Envision

For many years and months I pondered upon having to stay or go. The grass looks rather greener on the other side, but to think of whether I would be able to pick up my life again or whether I could live within my habits is questionable. I have considered many options not just due to my recent case of modesty, but also due to the fact of being too "comfy".

 I am beginning to feel like as though life was in mono. Motionless and stagnant. I am dying to find out how will I ever meet an upcoming waterfall or a race that will make me scream to the finish line again.

Only Allah knows my deep, heartfelt secrets tucked between my guts and my heart. The heart tends to have a certain fond for this routine or rather this monotonous life. Although it leads to nowhere and it is affecting my health and well-being spiritually, it is one that tugs the heart. The guts tells me to be bold. Like a walking soldier in a war. But what do I really want now? What are my priorities like? I have asked myself questions after questions on what is wise. But Allah s.w.t knows what is perfect for me. What will my life would be without it. I learned for a fact that your fate is in the hands of Allah. Having reliance on Him may make me so much happier. 

When one says: "go with the flow," what does it really mean? Does it mean that we have to stay frozen where we are or make other decisions? I am one who believes in signs and in the statement, "everything happens because Allah s.w.t is trying to show me something ".

 In my current state of disability, I brood upon my life and my being. Alhamdullilah, I am fine at the moment. But could this be one sign from Allah? I have heard my friends telling me about this and it is for the benefit of my future, spiritually. 

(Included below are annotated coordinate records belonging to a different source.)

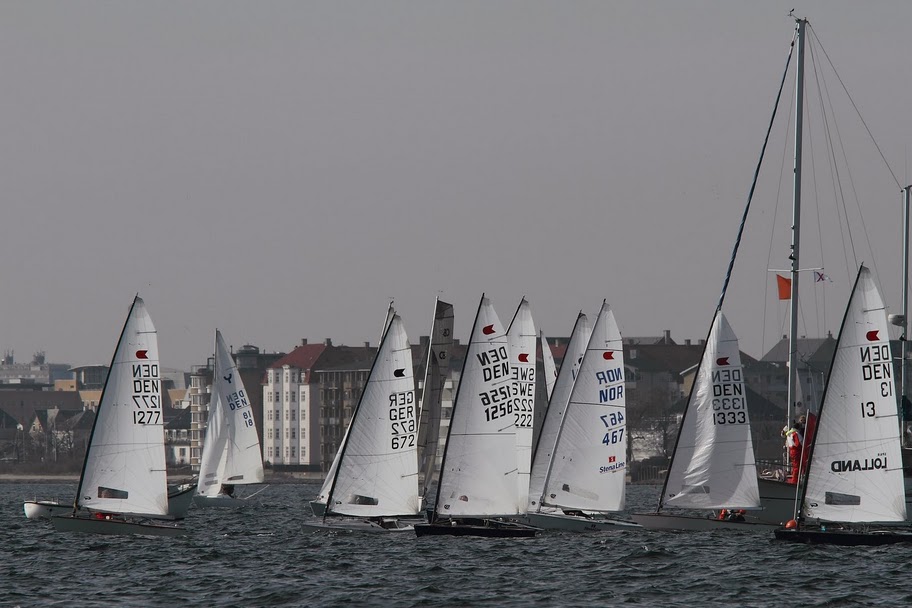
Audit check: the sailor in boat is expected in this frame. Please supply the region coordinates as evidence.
[782,421,802,484]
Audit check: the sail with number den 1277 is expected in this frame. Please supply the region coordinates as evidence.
[51,296,184,536]
[633,311,770,530]
[776,266,912,545]
[415,296,536,537]
[193,330,265,507]
[306,314,419,532]
[532,302,635,530]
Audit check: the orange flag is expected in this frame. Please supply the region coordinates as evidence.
[776,274,792,300]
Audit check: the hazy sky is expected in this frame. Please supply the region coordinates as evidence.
[0,0,912,368]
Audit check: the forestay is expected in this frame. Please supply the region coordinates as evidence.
[543,302,627,512]
[528,312,592,512]
[801,266,906,523]
[507,298,538,513]
[197,330,264,496]
[418,300,453,498]
[77,296,168,515]
[436,296,519,517]
[326,314,418,517]
[663,312,760,509]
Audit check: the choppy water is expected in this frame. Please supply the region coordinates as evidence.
[0,484,912,608]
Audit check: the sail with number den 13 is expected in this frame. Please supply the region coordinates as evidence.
[776,266,912,545]
[194,330,265,507]
[415,296,536,536]
[51,296,184,536]
[308,314,419,532]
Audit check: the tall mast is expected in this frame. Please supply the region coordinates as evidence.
[786,19,807,424]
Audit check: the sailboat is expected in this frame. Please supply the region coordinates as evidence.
[775,266,912,545]
[415,295,538,537]
[310,301,396,517]
[507,298,538,513]
[51,295,185,536]
[193,330,265,507]
[520,301,639,531]
[305,313,420,532]
[418,299,453,507]
[632,310,776,530]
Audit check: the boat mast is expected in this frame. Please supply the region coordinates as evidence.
[786,18,807,424]
[899,186,912,444]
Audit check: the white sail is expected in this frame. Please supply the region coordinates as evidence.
[436,296,519,517]
[197,330,265,496]
[507,298,537,512]
[801,266,906,523]
[543,302,627,512]
[538,331,557,401]
[418,300,453,498]
[326,314,418,517]
[663,312,760,509]
[76,296,168,515]
[528,312,592,512]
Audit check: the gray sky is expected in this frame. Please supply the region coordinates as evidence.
[0,0,912,368]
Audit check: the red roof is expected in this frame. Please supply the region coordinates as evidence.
[267,344,326,382]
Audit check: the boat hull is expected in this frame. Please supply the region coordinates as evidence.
[168,484,196,519]
[515,513,642,532]
[631,513,781,532]
[51,515,187,536]
[775,528,912,547]
[415,520,541,538]
[22,500,73,519]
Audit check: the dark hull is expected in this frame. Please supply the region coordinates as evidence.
[775,528,912,547]
[415,521,541,538]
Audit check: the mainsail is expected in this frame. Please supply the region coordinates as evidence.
[435,296,520,517]
[76,296,168,515]
[326,314,418,517]
[507,298,537,513]
[543,302,627,512]
[662,311,760,509]
[801,266,906,523]
[528,312,592,512]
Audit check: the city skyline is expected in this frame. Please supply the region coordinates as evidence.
[0,0,912,369]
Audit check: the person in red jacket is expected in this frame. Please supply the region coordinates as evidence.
[782,422,802,484]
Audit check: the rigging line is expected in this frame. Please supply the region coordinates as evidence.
[760,61,795,353]
[716,28,795,313]
[807,23,902,190]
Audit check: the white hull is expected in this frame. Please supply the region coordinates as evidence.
[304,518,425,534]
[22,500,73,519]
[513,513,641,532]
[631,513,781,532]
[51,515,187,536]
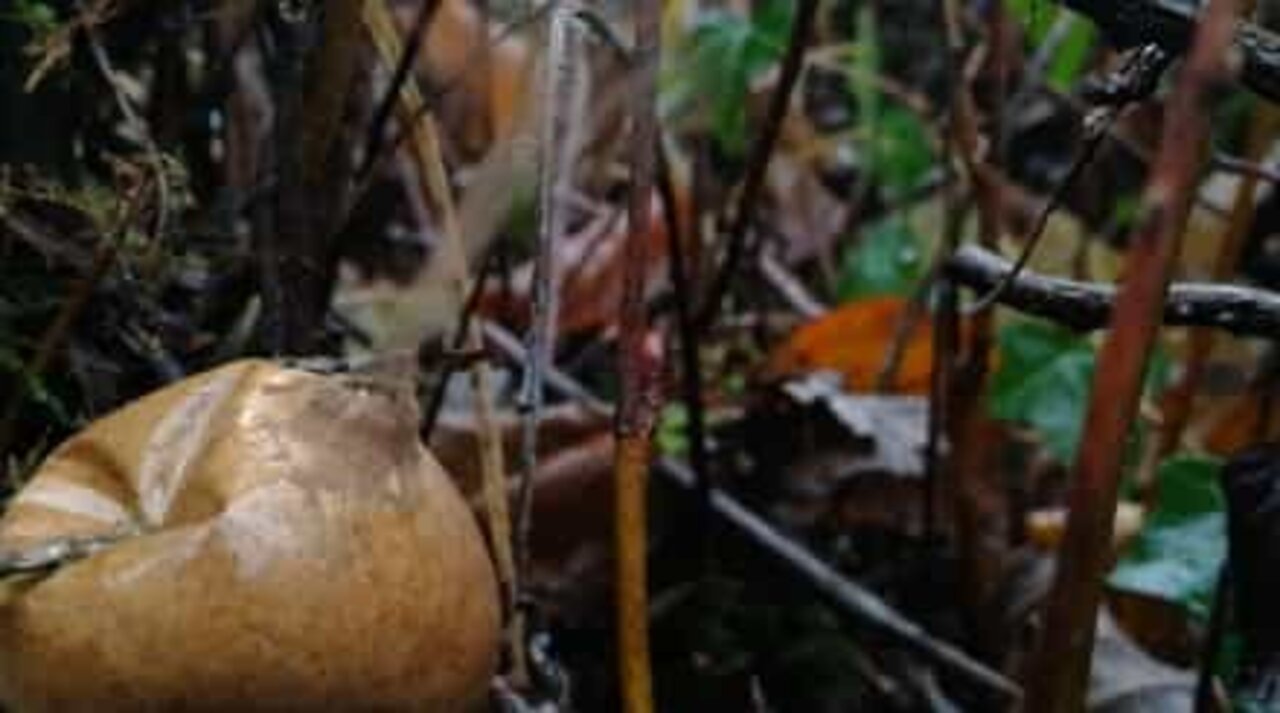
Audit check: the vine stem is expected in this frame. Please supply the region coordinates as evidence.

I have grown to change for almost half a year and I am starting to take in this influence seriously. When my friend questioned me my stability, I was unable to answer. Nothing in this world is ever steady. What is steady, is what you make out of. Stability is at your own will. She told me that sustenance is at the hands of Allah. He determines your sustenance. What defines your stability is according to your sustenance. Whether you can live with that, it is really up to you. 

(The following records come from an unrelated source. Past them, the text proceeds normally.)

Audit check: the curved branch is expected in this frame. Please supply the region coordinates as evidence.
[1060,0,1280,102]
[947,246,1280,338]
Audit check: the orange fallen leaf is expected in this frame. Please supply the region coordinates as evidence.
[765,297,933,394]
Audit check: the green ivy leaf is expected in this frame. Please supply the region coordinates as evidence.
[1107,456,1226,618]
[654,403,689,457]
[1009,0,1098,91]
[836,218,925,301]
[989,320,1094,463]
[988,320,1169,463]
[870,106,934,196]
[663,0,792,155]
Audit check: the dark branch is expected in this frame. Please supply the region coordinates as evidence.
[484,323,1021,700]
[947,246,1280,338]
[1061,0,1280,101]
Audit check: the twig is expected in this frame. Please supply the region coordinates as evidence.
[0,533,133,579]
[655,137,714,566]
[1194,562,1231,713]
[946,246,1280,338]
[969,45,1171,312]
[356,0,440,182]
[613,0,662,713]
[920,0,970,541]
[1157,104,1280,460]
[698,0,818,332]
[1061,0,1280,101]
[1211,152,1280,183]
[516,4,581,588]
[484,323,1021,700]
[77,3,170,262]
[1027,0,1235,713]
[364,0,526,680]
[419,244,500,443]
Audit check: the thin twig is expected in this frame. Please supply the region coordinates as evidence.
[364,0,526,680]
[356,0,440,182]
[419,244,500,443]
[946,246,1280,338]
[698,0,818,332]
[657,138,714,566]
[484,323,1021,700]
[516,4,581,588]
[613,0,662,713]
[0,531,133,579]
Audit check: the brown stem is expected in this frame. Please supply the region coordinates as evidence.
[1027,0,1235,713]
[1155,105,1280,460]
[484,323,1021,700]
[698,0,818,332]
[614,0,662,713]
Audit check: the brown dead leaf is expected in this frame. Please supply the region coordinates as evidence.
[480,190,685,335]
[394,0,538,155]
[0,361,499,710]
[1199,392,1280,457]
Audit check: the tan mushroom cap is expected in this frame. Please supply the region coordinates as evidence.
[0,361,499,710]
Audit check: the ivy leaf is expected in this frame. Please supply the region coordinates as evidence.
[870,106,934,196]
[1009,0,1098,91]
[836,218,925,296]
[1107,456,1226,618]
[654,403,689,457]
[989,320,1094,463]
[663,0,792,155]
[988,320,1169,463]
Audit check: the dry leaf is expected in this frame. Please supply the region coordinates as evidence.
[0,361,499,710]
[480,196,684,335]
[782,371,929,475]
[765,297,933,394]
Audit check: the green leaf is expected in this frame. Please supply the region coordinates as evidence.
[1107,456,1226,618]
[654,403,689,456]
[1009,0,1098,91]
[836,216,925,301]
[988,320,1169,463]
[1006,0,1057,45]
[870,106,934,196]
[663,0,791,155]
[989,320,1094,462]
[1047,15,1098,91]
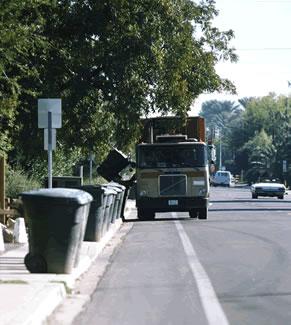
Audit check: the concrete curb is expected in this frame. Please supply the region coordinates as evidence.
[0,200,137,325]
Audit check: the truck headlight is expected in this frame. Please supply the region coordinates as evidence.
[139,190,147,196]
[198,188,206,196]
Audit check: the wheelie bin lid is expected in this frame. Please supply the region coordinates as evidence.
[103,183,122,193]
[78,184,105,197]
[108,182,126,191]
[103,186,117,195]
[20,187,93,205]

Sustenance comes in many ways. Sometimes good and sometimes bad. We all have our bad falls, but we cannot determine when does it happen. So, when one says: "go with the flow," it really means, go with what is in the hands of Allah s.w.t and go with his sustenance for you. I have not really decided on what I should do at the time being, but I hope Allah gives me the strength to think and be decisive for once. Insyaallah.